Speaker Pelosi extended proxy voting through September 26. It is apparent to everyone that proxy voting is not being used only for pandemic purposes. We’re not a fan of proxy voting per se, but remote or hybrid deliberations where members retain all their powers should be allowed on the floor during emergencies, during recess, and for individuals whose personal circumstance necessitate it. Members can be accountable to their constituents who can judge whether it is used appropriately.


Rep. Jamie Herrera Beutler lost her primary last week, which is notable for our purposes because she’s the ranking Member of the House Legislative Branch Appropriations Subcommittee.

Higher ed to the Hill. There’s a partisan divide in where staffers attended collegeLegiStorm reports. While Democratic staffers tend to attend college in the DC area, the top Republican undergrad schools are in Mississippi, Alabama, and Texas..

Federal salaries lag 22.5% below the private sector new report conducted by the Federal Salary Council finds.

Parliamentary library conference. The Parliaments section of the International Federation of Library Associations held a conference on how library and research services provide value for parliaments last month.

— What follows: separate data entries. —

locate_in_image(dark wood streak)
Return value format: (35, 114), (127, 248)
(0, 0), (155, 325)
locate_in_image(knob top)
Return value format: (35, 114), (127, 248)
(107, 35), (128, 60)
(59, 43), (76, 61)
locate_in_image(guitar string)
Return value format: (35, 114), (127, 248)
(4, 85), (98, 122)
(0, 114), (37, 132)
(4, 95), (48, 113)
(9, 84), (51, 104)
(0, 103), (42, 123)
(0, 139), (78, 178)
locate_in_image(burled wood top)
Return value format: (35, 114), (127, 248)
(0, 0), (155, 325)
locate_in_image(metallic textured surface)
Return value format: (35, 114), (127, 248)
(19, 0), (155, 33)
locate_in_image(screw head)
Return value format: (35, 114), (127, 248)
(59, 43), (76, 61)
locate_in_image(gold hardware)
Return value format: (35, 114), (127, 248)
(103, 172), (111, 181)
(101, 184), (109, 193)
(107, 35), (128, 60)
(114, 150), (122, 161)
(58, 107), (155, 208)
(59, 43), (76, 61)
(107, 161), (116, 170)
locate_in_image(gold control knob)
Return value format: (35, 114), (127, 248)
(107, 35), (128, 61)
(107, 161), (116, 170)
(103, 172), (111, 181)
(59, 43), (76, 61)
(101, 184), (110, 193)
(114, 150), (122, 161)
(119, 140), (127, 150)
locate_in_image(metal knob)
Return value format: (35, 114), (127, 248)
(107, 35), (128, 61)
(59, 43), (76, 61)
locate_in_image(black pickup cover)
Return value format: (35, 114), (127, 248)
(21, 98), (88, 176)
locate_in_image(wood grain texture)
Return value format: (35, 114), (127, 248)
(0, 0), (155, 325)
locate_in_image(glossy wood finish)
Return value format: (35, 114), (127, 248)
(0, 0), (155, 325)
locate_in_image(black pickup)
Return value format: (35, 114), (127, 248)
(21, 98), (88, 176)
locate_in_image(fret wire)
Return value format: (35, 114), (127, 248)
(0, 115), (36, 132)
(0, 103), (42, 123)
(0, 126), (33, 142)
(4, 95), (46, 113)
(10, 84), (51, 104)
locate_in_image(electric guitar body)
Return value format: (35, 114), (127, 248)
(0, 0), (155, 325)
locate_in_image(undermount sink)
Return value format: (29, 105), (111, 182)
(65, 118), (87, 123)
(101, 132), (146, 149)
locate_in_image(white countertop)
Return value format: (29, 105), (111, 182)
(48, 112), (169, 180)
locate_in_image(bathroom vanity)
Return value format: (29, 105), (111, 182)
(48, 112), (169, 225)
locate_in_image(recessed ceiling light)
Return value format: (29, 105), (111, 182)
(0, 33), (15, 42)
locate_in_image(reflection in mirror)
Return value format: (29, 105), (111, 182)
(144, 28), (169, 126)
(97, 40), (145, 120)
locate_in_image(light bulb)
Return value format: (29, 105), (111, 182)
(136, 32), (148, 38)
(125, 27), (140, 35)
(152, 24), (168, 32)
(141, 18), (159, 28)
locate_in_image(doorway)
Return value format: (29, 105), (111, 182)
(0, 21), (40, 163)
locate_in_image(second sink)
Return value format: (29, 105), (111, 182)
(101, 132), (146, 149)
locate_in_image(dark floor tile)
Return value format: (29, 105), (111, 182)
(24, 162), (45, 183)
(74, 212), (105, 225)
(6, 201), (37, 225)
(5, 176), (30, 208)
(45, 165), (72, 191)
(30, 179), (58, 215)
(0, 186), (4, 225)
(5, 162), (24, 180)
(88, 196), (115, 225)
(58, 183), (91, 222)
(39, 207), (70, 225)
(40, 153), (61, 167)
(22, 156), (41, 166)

Old Capitol stones on the move. Stones from the Capitol’s original East Front that have sat in DC’s Rock Creek Park since the ‘70s are now being moved to storage in Maryland.


Progressive talent pipeline. Are you a progressive thinker, communicator, or organizer interested in working in Congress or the executive branch? The Progressive Talent Pipeline is now accepting applications for its 2022 round of endorsements. The program identifies, trains, and recommends candidates for staff roles in order to bring new perspectives and energy into government and advance progressive priorities.

The House Digital Service seeks a software engineer, aka Digital Service Expert. Applications close August 20.